In some embodiments, accesses to data in a database table or a database table partition may be restricted on the basis of the differential privacy parameter ε. A differential privacy scheme is said to be ε differentially private when the following equation holds:

Pr [ M ⁡ ( x ) ] / Pr [ M ⁡ ( y ) ] ≤ e ^ ε

where Pr denotes probability in the range of 0 to 1, x denotes the database table, y denotes a database table that differs from database table x by one record, M denotes a randomization algorithm, S denotes all subsets of the image of M, and e is Euler's number. In some embodiments, accesses to data in a database table or a database table partition may be restricted on the basis of the differential privacy parameter δ. A differential privacy scheme is said to be (ε, δ) differentially private when the following equation holds:

Pr [ M ⁡ ( x ) ] / Pr [ M ⁡ ( y ) ] ≤ e ^ ε + δ

In some embodiments, accesses to data in a database table or a database table partition may be restricted on the basis of both the differential privacy parameter ε and the differential privacy parameter δ. Notably ε and δ are related to the randomization algorithm M and, all other factors remaining the same, the values of ε and δ decrease as the randomization algorithm provides greater randomization. For a qualitative description of ε and δ, reference is made to FIG. 3.

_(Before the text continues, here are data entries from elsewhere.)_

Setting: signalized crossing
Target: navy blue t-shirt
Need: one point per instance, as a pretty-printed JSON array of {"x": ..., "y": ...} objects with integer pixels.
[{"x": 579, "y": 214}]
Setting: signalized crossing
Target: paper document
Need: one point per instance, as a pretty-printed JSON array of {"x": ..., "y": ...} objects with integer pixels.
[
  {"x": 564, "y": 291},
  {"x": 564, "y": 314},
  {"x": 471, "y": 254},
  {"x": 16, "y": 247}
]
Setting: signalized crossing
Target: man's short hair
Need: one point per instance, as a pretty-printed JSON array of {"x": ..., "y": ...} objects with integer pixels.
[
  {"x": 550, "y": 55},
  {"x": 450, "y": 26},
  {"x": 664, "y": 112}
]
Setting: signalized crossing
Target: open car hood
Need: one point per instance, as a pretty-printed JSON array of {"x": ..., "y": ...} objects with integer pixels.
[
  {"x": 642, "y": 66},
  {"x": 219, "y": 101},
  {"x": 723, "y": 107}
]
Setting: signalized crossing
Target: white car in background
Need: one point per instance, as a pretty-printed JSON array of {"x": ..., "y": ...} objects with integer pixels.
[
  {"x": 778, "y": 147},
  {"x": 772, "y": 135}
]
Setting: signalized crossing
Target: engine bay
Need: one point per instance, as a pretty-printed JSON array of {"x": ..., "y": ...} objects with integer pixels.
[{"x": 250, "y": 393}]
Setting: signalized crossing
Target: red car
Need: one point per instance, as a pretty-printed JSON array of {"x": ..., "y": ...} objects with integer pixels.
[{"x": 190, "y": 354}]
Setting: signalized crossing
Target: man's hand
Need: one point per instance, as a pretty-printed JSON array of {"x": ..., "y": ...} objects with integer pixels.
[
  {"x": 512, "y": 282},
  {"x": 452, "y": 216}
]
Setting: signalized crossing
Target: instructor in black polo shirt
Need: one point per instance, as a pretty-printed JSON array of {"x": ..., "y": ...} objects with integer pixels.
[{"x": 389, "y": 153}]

FIG. 3 is a diagram depicting processing flows used to describe the differential privacy parameters ε and δ. As can be seen from FIG. 3, two database tables are depicted, database table 305-1 and database table 305-2. The database tables 305-1 and 305-2 differ by one record. More specifically, database table 305-1 does not include a given individual's data, and database table 305-2 includes the given individual's data. When a user 310 performs a function 315 (e.g., a query) on each of database table 305-1 and database table 305-2, respective function results 320-1 and 320-2 are generated. The parameter ε is an indicator of the difference between results 320-1 and 320-2. The smaller the difference (the smaller ε) the more differential privacy is afforded to the identity of the given user. Regarding δ, δ denotes the likelihood of information being accidentally leaked from one or both of the database tables 305-1 and 305-2.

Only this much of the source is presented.